Piste d’atterrissage

« La piste d’atterrissage est aujourd’hui particulièrement étroite », constate David Kruk , « avec une inflation qu’il faut enrayer, et une économie qu’il ne faut pas asphyxier en remontant trop rapidement les taux. Nous devrions rester sur un marché qui restera très contenu durant les prochains mois, car la Fed ne veut pas que les Bourses s’écroulent, risque sur le consommateur, mais elle ne souhaite pas non plus que les marchés soient trop optimistes, effet richesse et vecteur d’inflation. Il faudra probablement attendre le mois de septembre avant d’y voir un peu plus clair ».

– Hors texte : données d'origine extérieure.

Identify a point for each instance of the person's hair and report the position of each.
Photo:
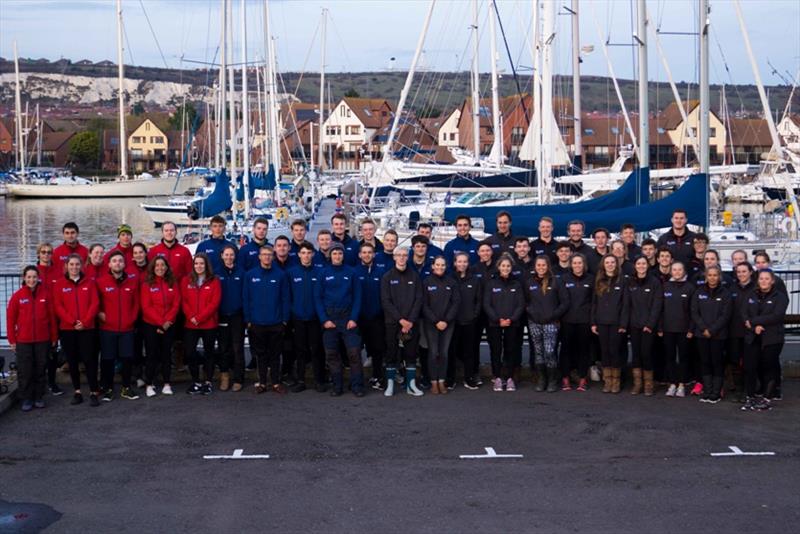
(603, 282)
(209, 270)
(169, 277)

En attendant, David Kruk constate que le pessimisme ambiant reste toujours plus élevé, avec des niveaux de liquidités dans les portefeuilles qui sont au plus haut depuis 2001. « L’excès de pessimisme est un indicateur contrarian. Lorsque le marché atteint des niveaux extrêmes sur ce critère, le potentiel de baisse est limité ».

Facteurs de soutien

Les semaines à venir pourraient toutefois réserver de belles surprises. David Kruk indique ainsi que les investisseurs retail (qui détiennent 39% des actions du S&P500) pourraient faire leur retour durant les prochaines semaines. « Les entreprises ont également pu relancer leurs programmes de rachats d’actions, un facteur qui a permis au marché de retrouver du soutien depuis la mi-mai ».

Pierre Puybasset souligne pour sa part que « les niveaux de valorisation sont retombés sur des niveaux plus normaux, et nous retrouvons aujourd’hui un potentiel de hausse de plus de 50% par rapport à nos objectifs dans nos fonds, ce que nous n’avions plus vu depuis longtemps. La baisse des marchés a gommé une grande partie des excès. Historiquement, le niveau actuel constitue un bon moment pour revenir dans les marchés pour tout investisseur qui investit à moyen et long terme ».

Juin stable

David Kruk estime que le mois de juin va être dicté dans un premier temps par les banques centrales, et ensuite par l’anticipation des résultats du deuxième trimestre. « Dans un premier temps, l’attentisme va rester élevé avec des volumes faibles. On peut s’attendre ensuite à plus de pessimisme en anticipation des résultats. Les marchés ne devraient toutefois pas baisser trop fortement, en raison d’un sentiment pessimiste fort et d’un positionnement réduit.